Krimi mit viel Historie
Autor: Sigismund von Dobschütz
Bad Kissingen, Donnerstag, 12. Oktober 2017
Sigismund von Dobschütz Nicht viele Schriftsteller der Türkei konnten bisher den deutschen Buchmarkt für sich einnehmen. Und dies, obwohl Yasar Kemal (1923 ...
Sigismund von Dobschütz
Nicht viele Schriftsteller der Türkei konnten bisher den deutschen Buchmarkt für sich einnehmen. Und dies, obwohl Yasar Kemal (1923 - 2015) im Jahr 1997 mit dem Friedenspreis des deutschen Buchhandels ausgezeichnet wurde und Orhan Pamuk (65) vor elf Jahren sogar den Literaturnobelpreis erhielt. Umso neugieriger machte der im September beim btb-Verlag veröffentlichte Kriminalroman "Die Gärten von Istanbul" von Ahmet Ümit. Der 57-Jährige ist einer der meistgelesenen Autoren seines Landes und gilt in seiner Heimat als ein Wegbereiter des anspruchsvollen Kriminalromans.
Einige seiner vielen seit 30 Jahren veröffentlichten Bücher - nur sehr wenige kennt man in Deutschland - wurden in der Türkei bereits verfilmt. Trotz der unbestrittenen Bekanntheit dieses Autors in seiner Heimat ist es wohl eher dem aktuellen Streit zwischen der Bundesregierung und dem türkischen Präsidenten Erdogan zu verdanken, dass gerade jetzt mit siebenjähriger Verspätung die deutsche Übersetzung des Kriminalromans "Die Gärten von Istanbul" des türkischen Bestseller-Autors in den Buchhandel kam. Schon mit dem Titelbild des Krimis wird dem Leser ein fremdartiges Flair vermittelt, zumal Istanbul als Handlungsort eines Kriminalromans für uns wirklich ungewohnt ist. Auch der Klappentext weckt durchaus hohe Erwartungen, erfreuen sich doch im Ausland angelegte Krimis mit touristisch interessantem Lokalkolorit auf dem deutschen Buchmarkt großer Beliebtheit.

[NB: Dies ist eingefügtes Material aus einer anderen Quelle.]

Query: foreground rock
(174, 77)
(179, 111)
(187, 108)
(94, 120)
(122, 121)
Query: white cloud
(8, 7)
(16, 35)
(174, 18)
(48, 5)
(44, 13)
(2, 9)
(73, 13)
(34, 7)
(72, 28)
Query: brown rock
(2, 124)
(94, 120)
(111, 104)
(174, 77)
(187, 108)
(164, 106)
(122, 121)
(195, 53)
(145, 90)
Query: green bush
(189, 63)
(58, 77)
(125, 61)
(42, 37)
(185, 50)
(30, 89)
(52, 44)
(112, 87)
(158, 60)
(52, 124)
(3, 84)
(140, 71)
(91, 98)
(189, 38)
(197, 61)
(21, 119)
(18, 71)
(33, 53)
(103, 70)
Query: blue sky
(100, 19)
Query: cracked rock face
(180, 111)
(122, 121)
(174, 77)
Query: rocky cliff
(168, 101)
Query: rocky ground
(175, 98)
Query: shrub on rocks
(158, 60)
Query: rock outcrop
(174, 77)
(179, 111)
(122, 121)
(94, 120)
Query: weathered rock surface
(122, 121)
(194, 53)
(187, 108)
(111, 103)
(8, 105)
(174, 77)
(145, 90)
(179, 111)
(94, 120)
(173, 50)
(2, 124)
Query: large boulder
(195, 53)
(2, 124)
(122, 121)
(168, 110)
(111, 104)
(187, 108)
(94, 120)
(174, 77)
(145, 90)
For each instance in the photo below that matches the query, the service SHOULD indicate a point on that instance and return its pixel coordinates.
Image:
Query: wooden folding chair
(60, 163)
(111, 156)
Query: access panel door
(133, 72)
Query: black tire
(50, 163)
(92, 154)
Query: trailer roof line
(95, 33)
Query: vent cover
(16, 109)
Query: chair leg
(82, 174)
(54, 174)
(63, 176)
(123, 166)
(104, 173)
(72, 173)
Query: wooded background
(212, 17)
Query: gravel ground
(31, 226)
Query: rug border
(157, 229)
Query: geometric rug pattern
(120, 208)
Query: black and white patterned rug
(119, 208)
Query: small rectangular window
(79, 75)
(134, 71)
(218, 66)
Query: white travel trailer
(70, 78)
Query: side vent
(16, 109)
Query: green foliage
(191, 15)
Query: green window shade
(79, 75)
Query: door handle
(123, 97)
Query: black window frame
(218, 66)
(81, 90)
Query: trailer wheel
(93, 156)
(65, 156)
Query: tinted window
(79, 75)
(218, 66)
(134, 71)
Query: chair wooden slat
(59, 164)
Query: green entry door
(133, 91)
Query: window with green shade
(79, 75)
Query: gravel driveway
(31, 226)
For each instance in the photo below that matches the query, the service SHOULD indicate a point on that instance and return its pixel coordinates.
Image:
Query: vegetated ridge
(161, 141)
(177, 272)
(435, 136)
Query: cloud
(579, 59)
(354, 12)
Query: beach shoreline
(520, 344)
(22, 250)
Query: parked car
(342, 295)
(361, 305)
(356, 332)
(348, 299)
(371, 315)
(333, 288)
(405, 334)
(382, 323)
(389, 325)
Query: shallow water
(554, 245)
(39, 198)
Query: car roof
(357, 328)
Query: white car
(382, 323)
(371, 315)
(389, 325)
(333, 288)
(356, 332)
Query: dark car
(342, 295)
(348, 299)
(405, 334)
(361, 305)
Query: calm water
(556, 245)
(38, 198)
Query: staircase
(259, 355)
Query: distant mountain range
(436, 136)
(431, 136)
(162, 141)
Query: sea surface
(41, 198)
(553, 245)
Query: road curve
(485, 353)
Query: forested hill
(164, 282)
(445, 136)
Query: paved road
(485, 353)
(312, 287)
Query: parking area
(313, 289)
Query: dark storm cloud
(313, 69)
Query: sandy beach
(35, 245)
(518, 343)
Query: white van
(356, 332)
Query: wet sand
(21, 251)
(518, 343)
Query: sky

Der Roman hält sein Versprechen, ist tatsächlich ungewöhnlich und interessant. Ungewöhnlich ist in jedem Fall die Kombination aus Istanbuler Kulturgeschichte und Kriminalhandlung. Ungewöhnlich für einen Krimi ist sicherlich auch, dass der für die Aufklärung der Mordfälle verantwortliche Oberinspektor Nevzat selbst als Erzähler auftritt, der Krimi also in Ich-Form geschrieben ist. Doch je weiter man in diesem 730 Seiten starken Buch vorankommt, umso mehr erlahmt das Interesse: Die in Einzelheiten ausufernden Beschreibungen kulturhistorischer Hintergründe zur Geschichte Istanbuls seit Gründung des antiken Byzantion im Jahr 660 vor Christus durch Kaiser Konstantin I., der die Stadt als neue Zentrale seines Römischen Reiches gründete, bis zu dessen heute verbliebenen Erbe, dehnen das Krimi-Geschehen aus oder unterbrechen es sogar, wodurch die Spannung bald erlahmt. Da hilft auch nicht das Warten auf den nächsten der sieben Mordfälle, bei denen die Mörder ihre Opfer jeweils an historisch bedeutsamen Orten ablegen.
Mein Urteil ist zweigeteilt: Für kulturhistorisch Interessierte mag dieser Roman ein unterhaltsamer Leckerbissen sein. Wer aber nur einen Krimi in gewohntem Stil mit etwas touristischem Lokalkolorit erwartet, dürfte enttäuscht werden.